Los Angeles: As Forever 21 continues to rocket into the 21st century, competitors are undoubtedly trying to decode the fast-fashion chain's successful formula.
Low prices? Trendy merchandise that cycles in and out of stores on a daily basis? Super-size stores modelled after the 86,000-square-foot location that recently opened in Cerritos, California?
Forever 21 has all that, but the real secret weapon may be a couple of women who look as if they're barely out of high school. Linda Chang, 28, and her sister Esther, 23, the Ivy League-educated daughters of Forever 21's Korean-American founders Don and Jin Sook Chang, seem to have the stylish eye and marketing savvy to take the $2-billion (Dh7.34 billion) brand into the future and make it a competitor on a global level with European fast-fashion giants H&M, Mango and Zara.
The Chang sisters joined the LA-based company a little over a year ago — Linda to run the marketing department, and Esther to spearhead visuals, including graphics, store displays and window design. Linda is the quintessential young professional in Alexander Wang boyfriend jackets and Forever 21 jeans, cooking lasagna on weekends for friends in her Hollywood apartment.

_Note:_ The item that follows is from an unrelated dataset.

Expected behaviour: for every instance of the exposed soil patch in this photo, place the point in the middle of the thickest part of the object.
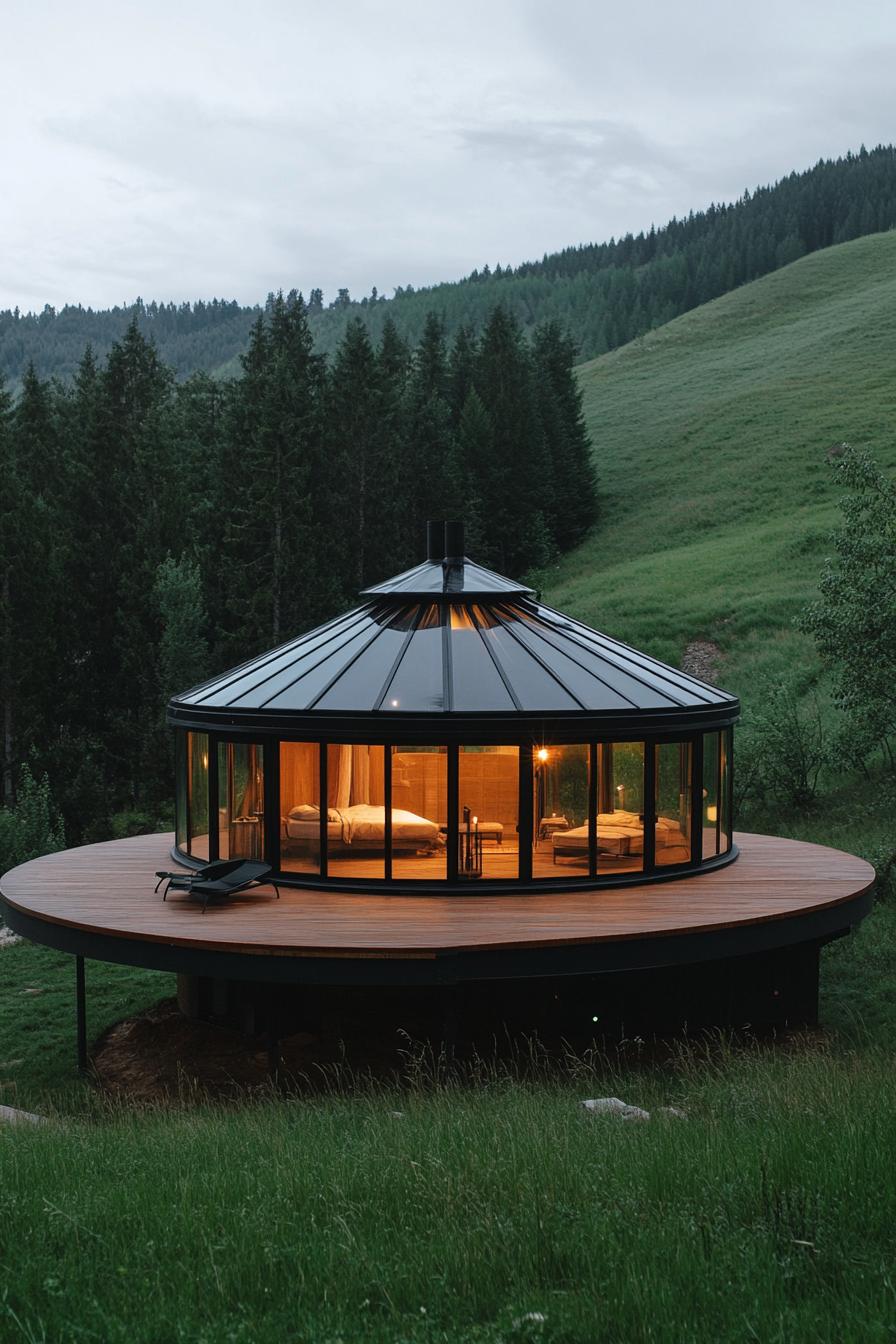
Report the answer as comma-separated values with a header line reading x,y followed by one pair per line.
x,y
163,1055
701,657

Esther, the Gen Y younger sister in Forever 21 denim shorts, a TopShop flannel shirt and American Apparel knee-highs, still lives at home with mom, who is Forever 21's chief merchandising officer, and dad, who is chief executive.
If this is the first time you're reading about the sisters, it's because the company has shied away from courting the media. A reporter visiting Forever 21's downtown Los Angeles headquarters is admitted only to the lobby and a conference room. The building doesn't even have a sign outside.
But now the Chang sisters, best friends who are "pretty much inseparable" when they aren't travelling, are talking — and they are such perfect faces for the brand, you wonder why they haven't been out front.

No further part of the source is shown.